Боги среди людей - Кейт Аткинсон
Шрифт:
Интервал:
– Пей до дна, – сказал он с нарочитой веселостью. – Это поможет.
И не заметил, что на пороге спальни стоит – босиком, в пижаме – сонная Виола, разбуженная нечеловеческими стенаниями матери.
Вместо того чтобы погрузиться в глубокий сон, который, как надеялся Тедди, станет предвестником конца, Нэнси неожиданно пришла в сильное возбуждение, заметалась в постели, начала рвать на себе волосы, сдирать простыни и ночную рубашку, как будто изгоняла огненного демона. Тедди подбавил морфия к оставшуюся молоку, но Нэнси так размахивала руками, что отшвырнула стакан в другой конец спальни. Она зашлась каким-то дьявольским, неумолчным криком, разинув рот, как черную пасть, будто сама превратилась в демона, засевшего у нее в мозгу. Тедди в отчаянии схватил подушку и накрыл ей лицо, не в силах думать, что это конец, уже самый конец и что она не нашла желанного избавления от ночных мук. Он сильнее прижал подушку. Вот, значит, как вершится убийство. Голыми руками. Пока смерть не разлучит нас.
Она застыла. Тедди убрал подушку. У Нэнси не осталось сил сопротивляться, а может, просто подействовал морфий, но лежала она без движения. Он попробовал нащупать пульс. Ничего. Только его собственное сердце оглушало своими ударами. Лицо Нэнси было спокойным, боль и зверские муки отступили. Перед ним снова была Нэнси. Она осталась собой.
Виола бесшумно вернулась в постель. «Истинные кошмары приходят не во сне, а наяву», как говаривала рассказчица в ее новейшем романе «Каждая третья мысль». («На сегодняшний день – ее лучшее произведение» // Журнал Good Housekeeping.)
– А если вы пойдете под суд, какая судьба постигнет ту девочку, что спит наверху? – урезонивал доктор Уэбстер.
У нее множество теток, мысленно отвечал Тедди.
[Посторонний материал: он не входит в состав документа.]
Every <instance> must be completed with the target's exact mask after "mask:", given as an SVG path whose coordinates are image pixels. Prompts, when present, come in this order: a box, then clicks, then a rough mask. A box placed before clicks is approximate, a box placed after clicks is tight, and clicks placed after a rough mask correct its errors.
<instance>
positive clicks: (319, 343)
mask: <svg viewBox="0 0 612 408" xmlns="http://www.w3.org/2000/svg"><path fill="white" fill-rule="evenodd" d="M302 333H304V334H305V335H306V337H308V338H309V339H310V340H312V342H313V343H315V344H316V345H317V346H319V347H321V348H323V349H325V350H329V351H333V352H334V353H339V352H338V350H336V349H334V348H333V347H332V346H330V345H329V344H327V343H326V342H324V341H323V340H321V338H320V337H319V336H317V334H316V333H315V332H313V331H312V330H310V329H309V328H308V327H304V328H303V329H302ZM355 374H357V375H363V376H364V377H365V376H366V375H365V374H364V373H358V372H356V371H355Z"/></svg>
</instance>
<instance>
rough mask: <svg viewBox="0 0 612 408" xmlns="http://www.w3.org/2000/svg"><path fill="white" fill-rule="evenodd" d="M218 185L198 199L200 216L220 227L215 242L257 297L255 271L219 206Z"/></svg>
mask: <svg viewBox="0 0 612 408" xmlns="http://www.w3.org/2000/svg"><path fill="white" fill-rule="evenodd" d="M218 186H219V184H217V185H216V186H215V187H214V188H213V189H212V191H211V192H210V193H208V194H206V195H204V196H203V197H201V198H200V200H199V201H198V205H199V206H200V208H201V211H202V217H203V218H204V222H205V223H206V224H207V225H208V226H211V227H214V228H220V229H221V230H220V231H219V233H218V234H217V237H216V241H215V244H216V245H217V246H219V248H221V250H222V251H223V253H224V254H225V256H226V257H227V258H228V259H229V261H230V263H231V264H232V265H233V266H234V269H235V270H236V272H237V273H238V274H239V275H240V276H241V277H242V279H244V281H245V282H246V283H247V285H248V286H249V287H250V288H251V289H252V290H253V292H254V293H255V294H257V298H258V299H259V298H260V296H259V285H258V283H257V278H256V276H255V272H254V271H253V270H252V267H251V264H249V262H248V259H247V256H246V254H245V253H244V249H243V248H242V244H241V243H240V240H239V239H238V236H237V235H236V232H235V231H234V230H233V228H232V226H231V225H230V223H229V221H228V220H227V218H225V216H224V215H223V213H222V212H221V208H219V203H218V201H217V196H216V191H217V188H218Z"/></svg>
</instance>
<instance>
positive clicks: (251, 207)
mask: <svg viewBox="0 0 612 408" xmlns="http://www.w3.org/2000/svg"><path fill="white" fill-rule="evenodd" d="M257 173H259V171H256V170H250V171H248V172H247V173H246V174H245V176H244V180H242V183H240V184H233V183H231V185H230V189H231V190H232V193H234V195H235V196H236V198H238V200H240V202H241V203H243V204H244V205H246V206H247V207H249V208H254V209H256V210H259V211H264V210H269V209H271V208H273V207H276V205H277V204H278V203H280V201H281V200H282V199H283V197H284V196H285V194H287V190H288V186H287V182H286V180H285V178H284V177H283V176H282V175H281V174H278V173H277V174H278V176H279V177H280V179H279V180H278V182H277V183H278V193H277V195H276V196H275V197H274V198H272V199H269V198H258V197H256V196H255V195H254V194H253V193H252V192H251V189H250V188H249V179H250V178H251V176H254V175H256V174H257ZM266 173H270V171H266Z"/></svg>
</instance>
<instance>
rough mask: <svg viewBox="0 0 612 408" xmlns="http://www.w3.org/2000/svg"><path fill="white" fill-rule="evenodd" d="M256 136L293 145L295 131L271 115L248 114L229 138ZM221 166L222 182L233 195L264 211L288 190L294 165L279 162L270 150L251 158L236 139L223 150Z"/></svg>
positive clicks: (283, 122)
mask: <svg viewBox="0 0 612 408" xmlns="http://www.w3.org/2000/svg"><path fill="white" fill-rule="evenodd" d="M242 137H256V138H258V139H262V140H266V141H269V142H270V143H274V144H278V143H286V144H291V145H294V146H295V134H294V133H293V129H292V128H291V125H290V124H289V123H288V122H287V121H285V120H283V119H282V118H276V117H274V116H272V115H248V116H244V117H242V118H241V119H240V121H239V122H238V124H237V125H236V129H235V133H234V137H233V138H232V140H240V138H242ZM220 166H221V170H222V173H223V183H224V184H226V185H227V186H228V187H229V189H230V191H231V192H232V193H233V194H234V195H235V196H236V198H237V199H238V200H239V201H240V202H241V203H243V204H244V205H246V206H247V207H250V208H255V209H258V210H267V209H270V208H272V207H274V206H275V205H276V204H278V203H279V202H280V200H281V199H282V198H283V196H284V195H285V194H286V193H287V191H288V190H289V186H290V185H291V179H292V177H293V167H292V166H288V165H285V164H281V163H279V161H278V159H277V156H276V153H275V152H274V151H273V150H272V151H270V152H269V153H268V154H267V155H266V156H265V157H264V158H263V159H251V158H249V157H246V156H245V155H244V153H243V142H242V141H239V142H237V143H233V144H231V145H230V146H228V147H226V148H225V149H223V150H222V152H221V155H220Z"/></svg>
Любая из них даст мне сто очков вперед. «Если с тобой тоже что-нибудь случится, – говорила ему Нэнси, – Виоле лучше всего будет остаться с Герти». («Нет-нет, с тобой, конечно, ничего не случится!»)
Герти казалась ему наименее подходящей для этой роли. На первом месте, с его точки зрения, шла Милли.
– А почему именно с Герти? – спросил он вслух.
– Она разумна, практична, терпелива, – Нэнси, загибая пальцы, перечисляла достоинства Герти, – и в то же время с долей авантюризма, не робкого десятка. Сумеет воспитать Виолу храброй.
Храбрости Виоле недоставало; они оба это знали, но никогда не произносили вслух.
Какое у меня право разглагольствовать о храбрости? – думал Тедди, подливая виски себе и доктору Уэбстеру.
– Я выпишу справку о смерти, – сказал доктор. – А вам нужно позвонить в похоронное бюро. Или хотите, чтобы это сделал я?
– Нет, – ответил Тедди, – я сам.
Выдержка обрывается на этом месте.